Pernyataan dalam bentuk pertanyaan ini yang menggugah kami yang mendengarkan sebagai Orang Papua untuk tidak menjadi penonton dan membahas apa yang sudah terjadi tetapi menatap ke depan dengan penuh harapan dan meluncurkan website www.buahmerah.biz ini dalam rangka memfasilitasi penjualan Minyak Buah Merah oleh orang Papua sendiri, terutama oleh keluarga, marga, dan suku Pemangku kepentingan Tawy yang ada di tengah-tengah Masyarakat Adat Papua sejak nenek-moyang orang Papua ada di Tanah Papua.

Jhon Kwano melanjutkan bahwa sejarah penemukan khasiat Kopi, Teh dan rempah-rempah asli milik Masyarakat Adat lainnya dan penyebarannya ke seluruh dunia dipicu oleh perubahan status buah atau rempah-rempah yang bersangkutan dari nilai sosial, budaya dan tradisi setempat berubah menjadi komoditi perdagangan, bahan konsumsi manusia modern. Pada saat status makanan dan minuman asli berubah menjadi komoditi perdagangan, maka nilai-nilai yang pernah dimilikinya di tempat asalnya gugur, kepemilikannya berpindah, keuntungannya dinikmati oleh siapa saja yang memperkenalkan dan pertama-tama memperdagangkannya. Sampai hari ini kita tahu banyak Kopi dan Cokelat dan teh dengan mereka Italia, Swiss, Inggris, Irlandia, Australia, dan bahkan Kopi Indonesia dan Baliem Blue Coffee. Akan tetapi tahukah kita bahwa pada awalnya Kopi hanya dikenal dan menjadi bagian kehidupan dari Masyarakat Adat tertentu, tetapi saat ini Kopi sudah dimiliki masyarakat dunia dengan berbagai merek dagang dan nama dan citarasa.

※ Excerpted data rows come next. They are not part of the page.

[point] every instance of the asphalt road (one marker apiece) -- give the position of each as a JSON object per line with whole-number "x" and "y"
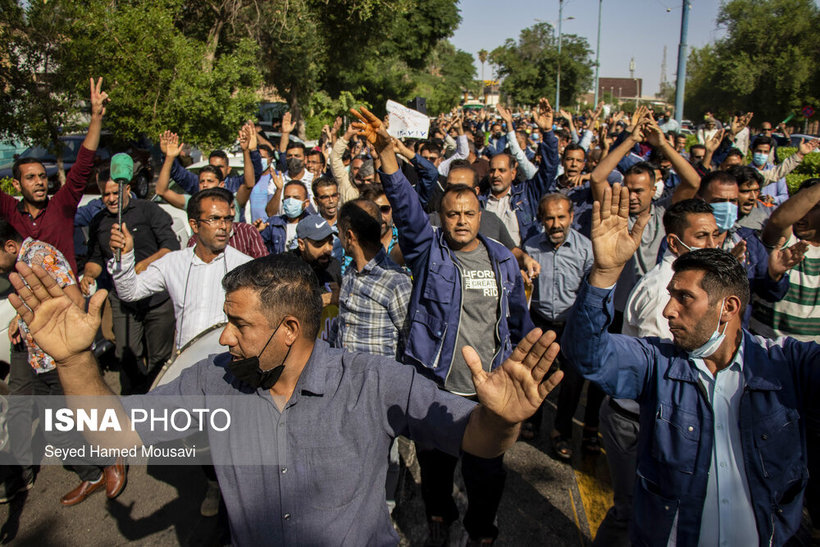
{"x": 542, "y": 505}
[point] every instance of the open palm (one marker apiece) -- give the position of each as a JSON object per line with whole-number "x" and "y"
{"x": 58, "y": 326}
{"x": 516, "y": 389}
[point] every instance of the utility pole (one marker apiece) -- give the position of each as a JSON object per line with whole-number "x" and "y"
{"x": 680, "y": 83}
{"x": 598, "y": 54}
{"x": 558, "y": 83}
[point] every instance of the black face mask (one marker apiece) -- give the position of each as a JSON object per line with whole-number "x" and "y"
{"x": 248, "y": 371}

Nasib Buah Merah sedang menuju ke sana, oleh karena itu perlu ada kebijakan Pemerintah Provinsi Papua dan Provinsi Papua Barat secara affirmative untuk melindungi Hak Intelektual orang Papua ini sehingga hak yang melekat pada Tanah dan Orang Papua ini tidak hilang begitu saja seperti nasib Kopi, Teh, Kakao, dsb.